AMD Athlon XP 2500+ "Barton", 333 FSB, 512K Cache Processor - Retail $80
The 9800 is an excellent choice of vidcard, Abit makes good mobos, and the NF7-S has a great reputation
But I just want to run this by you as a possible option to trim some of the cost.
Shuttle nForce2 Ultra 400 Chipset Motherboard for AMD Socket A CPU, Model "AN35N-Ultra" -RETAIL $63.99
If it is just assembly ... I would charge around $50
It it is assembly + installing an Operating System ... I would charge around $75
If you are going to be installing additional software ... I'd charge the $75 for assembly+OS and then an additional $20 to $40 an hour for the time spent setting it up
The amount you should charge depends a LOT on your level of expierience, as well as the cost of living in the part of the country where you are, and how close of a friend this is.

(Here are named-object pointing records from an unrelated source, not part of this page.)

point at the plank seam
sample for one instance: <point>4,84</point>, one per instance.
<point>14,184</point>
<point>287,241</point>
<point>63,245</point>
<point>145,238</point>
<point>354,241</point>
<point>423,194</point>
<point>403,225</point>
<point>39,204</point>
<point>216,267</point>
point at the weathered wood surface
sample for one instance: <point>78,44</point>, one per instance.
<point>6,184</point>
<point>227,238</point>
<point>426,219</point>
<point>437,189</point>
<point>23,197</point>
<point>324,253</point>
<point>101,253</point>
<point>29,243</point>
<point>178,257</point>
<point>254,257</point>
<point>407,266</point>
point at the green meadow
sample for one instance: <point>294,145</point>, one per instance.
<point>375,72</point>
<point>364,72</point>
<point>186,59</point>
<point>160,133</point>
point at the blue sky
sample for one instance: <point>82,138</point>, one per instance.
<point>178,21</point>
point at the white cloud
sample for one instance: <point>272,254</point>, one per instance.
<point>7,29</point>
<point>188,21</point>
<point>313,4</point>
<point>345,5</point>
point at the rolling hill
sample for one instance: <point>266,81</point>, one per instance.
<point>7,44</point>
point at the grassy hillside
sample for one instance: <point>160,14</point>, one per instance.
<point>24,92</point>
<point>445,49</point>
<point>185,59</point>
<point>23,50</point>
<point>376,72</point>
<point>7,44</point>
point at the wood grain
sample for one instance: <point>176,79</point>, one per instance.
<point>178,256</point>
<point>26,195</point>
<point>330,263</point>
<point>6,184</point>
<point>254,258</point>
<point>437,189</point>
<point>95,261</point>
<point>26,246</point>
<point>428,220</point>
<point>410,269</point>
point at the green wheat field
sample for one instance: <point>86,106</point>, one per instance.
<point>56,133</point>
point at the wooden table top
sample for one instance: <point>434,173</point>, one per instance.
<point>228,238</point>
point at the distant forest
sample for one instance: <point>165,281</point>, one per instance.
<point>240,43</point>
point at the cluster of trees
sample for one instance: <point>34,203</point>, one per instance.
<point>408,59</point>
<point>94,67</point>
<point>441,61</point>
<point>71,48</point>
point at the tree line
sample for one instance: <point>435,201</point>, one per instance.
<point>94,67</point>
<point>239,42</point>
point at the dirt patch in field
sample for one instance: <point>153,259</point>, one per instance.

If you live in a somewhat depressed small town where the cost of living is cheap, then you may want to charge 2/3 of my suggestion.
If you llive in a town where all the houses cost over a million dollars, than doubling my suggested rate is not out of the question.
Also, if you have built 100s of PCs over the years and have tons of expierience, and maybe as a bonus have some certs, than you may want to bump up the rate a bit.
If you are new to building pcs, and you have only built a few systems, than charge a bit less
If he or she expects support as well ... you need to work out some kind of a deal where you are not going to be fixing spyware, malware, virus, trojan problems for free all the time and that they need to maintain their system properly, otherwise you may get lots and lots of calls for help about stupid things.